À noter que c’est Sam Raimi qui fait la voix de l’Esprit du mal.

 

Box-office et distinctions

 

La jaquette VHS

 

En France, le film a fait 50 000 entrées et a rapporté 9 800 000 dollars.

Au Festival International du film, Evil Dead a reçu le prix des meilleurs effets spéciaux pour Tom Sullivan et le prix de la critique pour Sam Raimi.

Le Saturn Awards 1983 a élu Evil Dead le meilleur film à petit budget.

 

Synopsis

Un groupe d’amis, composé de deux couples et d’une amie, part en vacances dans une cabane isolée en forêt. Dès leur arrivée, des phénomènes étranges se produisent, ce qui va les amener à fouiller la cave sombre de la maison. Ils y découvrent un livre, le Necronomicon ou le Livre des Morts, relié en peau humaine et écrit avec du sang, ainsi qu’un magnétophone contenant un enregistrement d’un archéologue. Le groupe, curieux, décide d’écouter cet enregistrement où l’archéologue raconte ses trouvailles et où il récite une incantation se trouvant dans le livre. Cette incantation va réveiller d’antiques forces démoniaques. Et c’est le cauchemar assuré pour la bande de potes venus passer des vacances paisibles.

 

Autour du film

 

 

Initialement, le tournage ne devait que durer 6 semaines, mais a finalement duré 12 semaines. Le film a été tourné du 14 novembre 1979 à janvier 1980 à Morristown et Knoxville dans le Tennessee et à Détroit et Marshall dans le Michigan.

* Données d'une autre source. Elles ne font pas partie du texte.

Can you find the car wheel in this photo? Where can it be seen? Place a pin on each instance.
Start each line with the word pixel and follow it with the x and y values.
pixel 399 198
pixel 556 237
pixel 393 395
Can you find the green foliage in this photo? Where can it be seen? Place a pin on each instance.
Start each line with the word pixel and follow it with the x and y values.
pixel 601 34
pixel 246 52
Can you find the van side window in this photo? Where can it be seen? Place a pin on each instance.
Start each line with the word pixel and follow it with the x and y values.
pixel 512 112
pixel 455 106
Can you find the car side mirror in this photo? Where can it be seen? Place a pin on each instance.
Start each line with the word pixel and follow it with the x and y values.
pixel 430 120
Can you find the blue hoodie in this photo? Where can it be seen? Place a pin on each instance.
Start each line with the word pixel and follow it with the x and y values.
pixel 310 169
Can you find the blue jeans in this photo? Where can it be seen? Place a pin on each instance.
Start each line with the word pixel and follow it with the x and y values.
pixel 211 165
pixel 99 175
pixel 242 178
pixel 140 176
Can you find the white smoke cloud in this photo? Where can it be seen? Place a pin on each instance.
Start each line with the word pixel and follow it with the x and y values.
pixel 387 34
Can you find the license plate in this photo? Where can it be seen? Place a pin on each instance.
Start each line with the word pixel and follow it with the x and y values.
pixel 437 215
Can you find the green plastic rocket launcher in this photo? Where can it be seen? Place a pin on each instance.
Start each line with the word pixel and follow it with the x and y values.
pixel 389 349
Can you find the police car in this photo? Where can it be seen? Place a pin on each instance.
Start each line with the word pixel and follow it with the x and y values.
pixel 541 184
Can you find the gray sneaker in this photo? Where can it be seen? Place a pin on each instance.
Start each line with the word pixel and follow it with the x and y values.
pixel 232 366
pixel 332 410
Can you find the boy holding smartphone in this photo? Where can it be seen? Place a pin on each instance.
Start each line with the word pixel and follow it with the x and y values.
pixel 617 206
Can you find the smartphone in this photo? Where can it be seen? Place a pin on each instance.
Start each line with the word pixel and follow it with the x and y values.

Sam Raimi avait 20 ans lorsqu’il écrivit et réalisa Evil Dead. Initialement, le film devait s’intituler Book of The Dead, intégralement, Le Livre des Morts, mais le producteur Irvin Shapiro a modifié le titre, qu’il ne trouvait pas assez vendeur et attirant pour un public d’adolescents et a choisi Evil Dead.

Pour ce film, Sam Raimi donne un nouveau souffle, innove la technique de la « Shaky camera », système qui permet à la caméra d’être tout le temps en mouvement, donnant ainsi au film la dimension particulière qu’on lui connaît.

À la cave, les spectateurs ont pu voir une affiche du film « La colline a des yeux », petite référence à Wes Craven, un réalisateur que Sam Raimi adore.

La cabane, où se déroule l’intrigue du film, se trouve dans une forêt du Tennessee. C’est une cabane donc réelle et non fabriquée en studio. Quant à la cave, c’est tout simplement la cave de celle de la maison des parents de Robert Tapert, un des producteurs.

La voiture d’Ash, une Oldsmobile Delta 88, est la propre voiture de Sam Raimi. On la retrouve de façon récurrente dans la plupart de ses films, et notamment dans la série Ash vs Evil Dead.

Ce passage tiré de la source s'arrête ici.